Despite these limitations, the study has several strengths. For growing children and adolescents, the levels of both fat mass and fat free mass are influenced by body size such as stature (30). Thus, several studies have suggested FMI and FFMI normalized for stature, dividing by square of height as BMI is normalized for stature in order to increase comparability among fat mass, fat free mass and BMI (15, 31-34). This study examined the indices to consider the problems. Another strength is that DXA is known to more accurately quantify the body fat depot than other anthropometric measurements such as bioelectrical impedance analysis or skinfold measurement (35). This study provided more valid measurements of %BF, fat mass and fat free mass by DXA.

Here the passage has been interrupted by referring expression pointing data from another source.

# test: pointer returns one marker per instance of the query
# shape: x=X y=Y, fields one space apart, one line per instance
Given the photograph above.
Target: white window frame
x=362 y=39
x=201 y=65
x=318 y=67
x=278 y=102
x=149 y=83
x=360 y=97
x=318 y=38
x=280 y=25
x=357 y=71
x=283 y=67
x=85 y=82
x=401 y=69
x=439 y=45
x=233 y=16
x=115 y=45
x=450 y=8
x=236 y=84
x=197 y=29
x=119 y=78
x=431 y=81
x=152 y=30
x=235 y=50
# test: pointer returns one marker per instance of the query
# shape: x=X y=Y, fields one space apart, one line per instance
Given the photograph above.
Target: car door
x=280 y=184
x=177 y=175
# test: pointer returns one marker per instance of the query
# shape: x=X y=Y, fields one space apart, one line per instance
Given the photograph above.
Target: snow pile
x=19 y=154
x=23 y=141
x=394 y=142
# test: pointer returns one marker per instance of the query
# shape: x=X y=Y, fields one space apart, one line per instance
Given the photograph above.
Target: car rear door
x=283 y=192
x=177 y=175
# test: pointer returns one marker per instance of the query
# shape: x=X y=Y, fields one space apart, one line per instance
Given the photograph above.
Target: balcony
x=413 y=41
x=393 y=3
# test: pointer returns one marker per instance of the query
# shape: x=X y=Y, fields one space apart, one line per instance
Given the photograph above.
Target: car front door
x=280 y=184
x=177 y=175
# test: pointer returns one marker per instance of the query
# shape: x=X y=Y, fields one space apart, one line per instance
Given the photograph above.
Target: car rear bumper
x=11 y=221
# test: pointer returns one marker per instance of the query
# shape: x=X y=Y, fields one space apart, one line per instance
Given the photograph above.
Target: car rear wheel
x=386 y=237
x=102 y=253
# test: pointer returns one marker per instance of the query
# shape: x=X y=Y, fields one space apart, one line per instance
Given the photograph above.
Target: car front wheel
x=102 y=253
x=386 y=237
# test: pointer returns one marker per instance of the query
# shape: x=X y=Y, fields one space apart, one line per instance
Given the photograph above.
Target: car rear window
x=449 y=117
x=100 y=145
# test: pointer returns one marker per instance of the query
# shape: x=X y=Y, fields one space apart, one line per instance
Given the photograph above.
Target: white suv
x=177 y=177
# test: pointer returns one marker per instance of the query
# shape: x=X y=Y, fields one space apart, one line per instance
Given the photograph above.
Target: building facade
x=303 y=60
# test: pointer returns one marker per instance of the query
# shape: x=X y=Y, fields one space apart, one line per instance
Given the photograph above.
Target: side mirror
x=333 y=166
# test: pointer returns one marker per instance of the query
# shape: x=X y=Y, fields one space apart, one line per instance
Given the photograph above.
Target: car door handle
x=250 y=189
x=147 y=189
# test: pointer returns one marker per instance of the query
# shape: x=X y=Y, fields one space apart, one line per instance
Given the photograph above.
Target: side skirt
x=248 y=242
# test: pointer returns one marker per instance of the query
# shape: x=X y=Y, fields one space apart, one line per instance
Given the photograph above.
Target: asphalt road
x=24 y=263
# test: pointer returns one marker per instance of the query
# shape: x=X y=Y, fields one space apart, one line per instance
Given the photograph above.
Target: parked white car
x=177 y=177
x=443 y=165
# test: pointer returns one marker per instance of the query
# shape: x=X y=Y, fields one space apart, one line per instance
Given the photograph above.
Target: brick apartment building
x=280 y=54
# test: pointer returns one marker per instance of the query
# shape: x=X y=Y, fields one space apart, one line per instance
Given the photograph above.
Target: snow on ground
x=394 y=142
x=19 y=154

In conclusion, the study developed the smoothed percentile curves of %BF, fat mass and fat free mass for Korean children and adolescents. The results from percentile curves showed that the pattern of %BF, fat mass and fat free mass development differed for boys and girls between 10 and 18 yr old. In addition, when only BMI is used for screening overweight and obesity for children and adolescents, those with normal fat mass and high fat free mass appeared to be misclassified to overweight or obesity. Thus, in order to further control the weight of obese children, not only BMI change but also FFMI and FMI change should be used as monitoring indices. Further studies are needed to focus on developing gender and age specific cut-off values of these indices that are valid for the health risk-based definitions of pediatric obesity.
The authors declare no conflicts of interest to disclose.